Granted, the house has never been so clean, and the kitchen does look bigger without the coffee maker, toaster, fruit bowl, and paper towel dispenser, but where in the world did you hide the sponge?
The first week on the market, the house looks fantastic and you stay away. One day, when you finally come home at 4:30 after spending hours shopping (this could be expensive), you take off your shoes, turn on the TV… and the phone rings.
It’s the agent. She apologizes, but she has someone who wants to see the house, so could you please vacate the premises immediately.
This continues for the next four days – in the house, out of the house, always remembering to lower the lids on the toilets, empty every garbage can and turn on every light before you leave. This is not an easy adjustment. You’ve spent your life turning off lights as you leave a room; you dread this month’s electric bill.
Another day you are told to leave between 4:00 and 5:00, but when you return at 5:30, your agent’s car is in the driveway. At first you’re annoyed (Where to go? You’ve had enough Starbuck’s coffee to last you a week); then you’re elated. Perhaps the potential buyers stayed long enough to make an offer.
But, alas, not that day, and you go through the entire week without an offer…though not without possibilities: “Stay home this afternoon; I think we’re going to get an offer.” “Stay home this evening; it’s looking good.” In the end, the offers dissolve into a couple who has found a “better house,” a young woman who is “waiting for her inheritance,” and a man who is “checking on how much it would cost to carpet the hardwood floors.”
A few weeks later, two houses in the neighborhood come on the market. Both are comparable in price, but one has been completely renovated, and the other has more square footage and is more “conventional” than yours. They sell in two days.
Suddenly, the house seems dowdy; you see every chip of paint, the marked floor, the old roof. You want to call the agent and lower the price immediately, but you know that isn’t wise at this early date. Though it feels like a year, it’s only been a month.
Will anyone want your house? A month ago, you felt like a sophisticated, mature woman living in a sophisticated, attractive house. Today, you’re the elderly lady, unseen, and as dowdy as the house.
But people continue to come. They leave telltale signs. If the soccer ball on the lawn is in a different place, and the grandson’s truck under the tree is moved, they have children. If the wooden slats in the fence have been removed, they’re looking at the easement. If the heat pump in the upstairs room has been turned on, and the door to the shower opened, they’re interested in a mother-in-law unit or a place for an au pair. It goes on for months like that.

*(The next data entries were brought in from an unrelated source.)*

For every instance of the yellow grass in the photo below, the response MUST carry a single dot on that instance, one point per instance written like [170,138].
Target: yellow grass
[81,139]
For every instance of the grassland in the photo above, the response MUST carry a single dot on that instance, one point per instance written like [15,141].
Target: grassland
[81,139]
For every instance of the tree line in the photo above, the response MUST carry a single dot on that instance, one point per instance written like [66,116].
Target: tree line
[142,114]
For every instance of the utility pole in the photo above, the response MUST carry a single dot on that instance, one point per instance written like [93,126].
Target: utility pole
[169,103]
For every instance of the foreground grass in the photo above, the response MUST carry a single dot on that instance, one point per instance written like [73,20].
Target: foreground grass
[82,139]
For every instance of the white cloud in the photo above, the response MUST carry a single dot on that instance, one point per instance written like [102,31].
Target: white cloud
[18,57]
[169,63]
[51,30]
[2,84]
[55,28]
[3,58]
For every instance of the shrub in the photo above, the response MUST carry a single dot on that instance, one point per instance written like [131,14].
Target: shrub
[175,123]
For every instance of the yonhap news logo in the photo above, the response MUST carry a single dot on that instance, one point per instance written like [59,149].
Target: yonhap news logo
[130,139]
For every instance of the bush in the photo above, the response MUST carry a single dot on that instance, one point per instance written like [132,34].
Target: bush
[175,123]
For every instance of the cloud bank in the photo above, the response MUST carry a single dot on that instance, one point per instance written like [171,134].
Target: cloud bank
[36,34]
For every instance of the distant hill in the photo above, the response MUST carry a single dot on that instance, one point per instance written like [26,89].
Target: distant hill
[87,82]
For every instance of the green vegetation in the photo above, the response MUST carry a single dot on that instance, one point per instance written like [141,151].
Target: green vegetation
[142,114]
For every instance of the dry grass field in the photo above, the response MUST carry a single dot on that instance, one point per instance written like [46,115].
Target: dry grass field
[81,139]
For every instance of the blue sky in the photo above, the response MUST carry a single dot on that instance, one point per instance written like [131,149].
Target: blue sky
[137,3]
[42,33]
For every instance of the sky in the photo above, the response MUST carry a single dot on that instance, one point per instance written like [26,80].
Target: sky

You begin to question your motives for selling. Is it a house full of memories you shouldn’t leave, or is it full of ghosts and you should move on? Has the real estate agent set the price too high, or is your son right when he says you should hang in there for a buyer who appreciates it?
Or should you change your mind and stay since your daughter and your grandchildren are so attached to it?
After three months, you can’t bear it any longer. You gather your grown children and their spouses in the living room and tell them you want to move. And soon. You’ll be lowering the price on the house, and you know they will respect your decision. They all nod as if chastised.
In a week you have a buyer who loves the house and has ideas for “renovations.” You find you don’t care what they do to the house after you leave. You have control over your own life; you’re on your way to that apartment in the city.
Meta Pasternak is a retired high school English teacher now living happily in her downsized lifestyle in a one-bedroom apartment in San Francisco and is working on a young adult novel for her granddaughter.